1。地球が火星の45度後ろにいる時に出発。(角度は、太陽-火星と太陽-地球の線のなす角)
2。255日で火星に到着。(到着時には、地球は火星の72度前にいる。地球の方が動きが速いので。)
3。460日、火星に滞在。
4。地球が火星の72度後ろに来た時に出発。
5。255日で地球に到着。(到着時には、地球は火星の45度前にいる)

合計970日。2年8ヵ月の長旅である。

実際の飛行計画では、旅行にかかる時間をできるだけ短くしようとしている。
火星の軌道は、ケプラーがケプラーの法則を導入せざるを得なかった ように、実は結構つぶれた楕円である。火星が近日点にいるころ火星に到着す るようにすれば、上記より飛行期間を短縮できる。
また、多少、燃料を多く使っても飛行期間を短縮できるなら、それを用いる可能性が ある。
帰りは燃料を多く使ってホーマン軌道以外の軌道をとるなら、460日も待たなくて良い可能性がある。

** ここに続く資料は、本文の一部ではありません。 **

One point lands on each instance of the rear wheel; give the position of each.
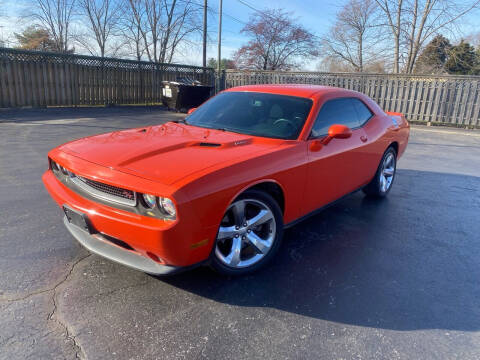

ちなみに1の火星探検隊を送り出す出発のタイミングは、2年2ヵ月ごとにやって来る。

ソ連の宇宙飛行士は1000日以上宇宙に滞在して生還している。
1000日というのは切りがいいと言うのもあるだろうが、科学的には火星旅行の目安である。
もっとも普通の人にとっては、宇宙船内のような、通常と違う、ストレスの続 く生活は1年が限度だろうという説もある。
僕の場合、ジャンボ機なら10時間で嫌になる。少々無理をして強行する海外旅行なら 1週間が限度である。海外生活なら1年が山であった。 与えられるストレスと耐えられる時間はこのように関係している。

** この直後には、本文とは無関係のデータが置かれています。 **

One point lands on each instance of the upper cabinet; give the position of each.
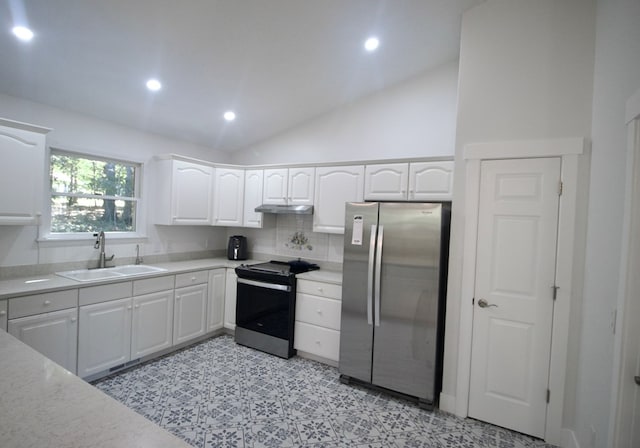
(22, 174)
(336, 186)
(287, 186)
(184, 193)
(419, 181)
(228, 201)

ただ人による違いも大きい。 アポロ宇宙飛行士ならジャンボ機より狭い所に1週間いた。外は死の世界であるのに。
大航海時代の船乗りは、揺れる船の中に何ヵ月といた。 ジプシーや遊牧民などは旅を一生のすみかしている。
宇宙飛行士には、頭が良くて健康というだけでなく、このような資質も必要 とされる。

3.「無重力」
人間は重力そのものは感じない。
人間が「重力」だと感じているのは、地面からの反発力であろう。
座っている時なら、いすからの反発力。胃袋なら腸からの反発力。
これらの反発力が人の重力と釣合って、人はじっとしていられる。
だから地上で普通に暮らす以上、地面からの反発力を「重力」だと思っても
差し支えは無い。
ここで地面を取り去ると、人はもはや「重力」(実は地面からの反発力)を感じない。
よって「無重力」だと思う。
これが遊園地のフリーフォールに乗った時の感じである。
でも、重力は働いている。だからどんどんスピードを増して落ちるのである。